As my conspicuous absence from blogging, writing or updating this site indicates, I've been totally busy doing... nothing. JKJKJK. Yes, I am currently unemployed, but I have been keeping busy. Before I finished my contract at the CBC, I wrote another piece for VICE Canada about needing a job and, like, how shitty it is to work in media right now.
"No one is out there saying, “Yo, this is not a reliable or particularly pleasurable path to gainful employment.”
So, I still need a job (and this is why I talked about fear in my previous post: fear of pissing off the people that hire) and I'm still on the fence about making a living as a writer. But, I will still write, because how could I not? This is so much a part of my identity right now it would be like making an entirely new person and I am not so much into abandonment. Instead, I will do as the brilliantly in-touch Margaret Atwood suggested in a recent interview: "Read and read and read and write and write and write. And get a day job."
In the spirit of writing for the sake of writing, I should express something before I finish this post. My first week being unemployed was very difficult. I woke up with nothing to do. The weather was shit obscuring any hope for an end to this painfully long winter and exacerbating my S.A.D. This caused me to: cry a lot for hours on end, stare listlessly at walls and screens, almost break up with my boyfriend, act generally manic, deplore my existence.
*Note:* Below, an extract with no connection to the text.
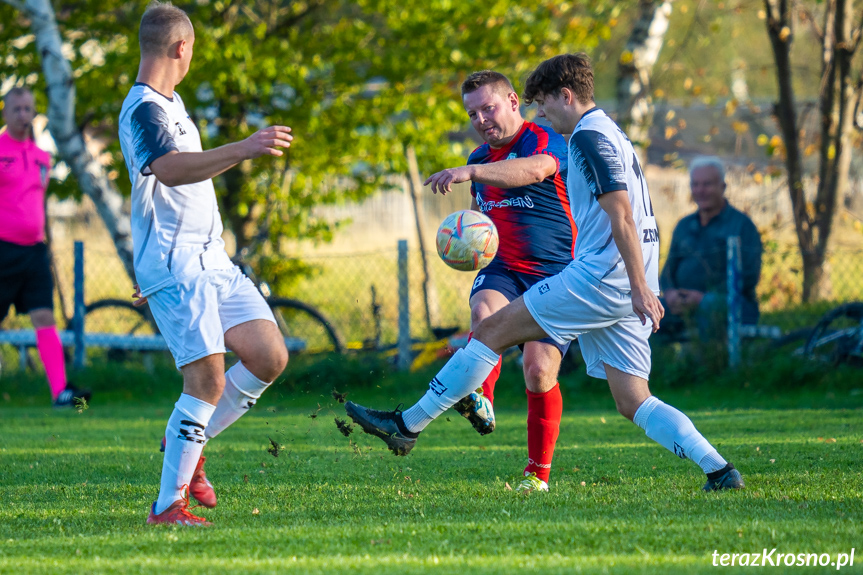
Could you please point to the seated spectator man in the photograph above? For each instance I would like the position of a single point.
(694, 280)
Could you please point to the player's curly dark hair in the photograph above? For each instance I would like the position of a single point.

This is a mental health alert. Because I have a tendency to dip in and out of depressed states, this was my warning signal. And, in truth, I felt I'd already hit rock bottom so succumbing to the ease of being sad and angry and ditching a relationship because it felt like an easy solution to my problems was an easy way out. I can't live like that. Literally. I've spent too much time being paralyzingly, heartbreakingly sad to not at least try to swerve before a bleak spot. And so I did the simplest thing: the second Monday of unemployment I started a routine. I got up and went to the gym and made sure I had plans for every day of the week to get me out of the house and doing things that weren't just shopping or roaming or coffee dates (though the latter did figure heavily).
This was important for me to say because I've classified it as "funemployment" and a lot of people do, but it's really not fun. Particularly when you have skint savings and aren't eligible for E.I., and when money is a very real concern. But it's during those kinds of moments when checking in with yourself, preserving your sanity, is especially crucial.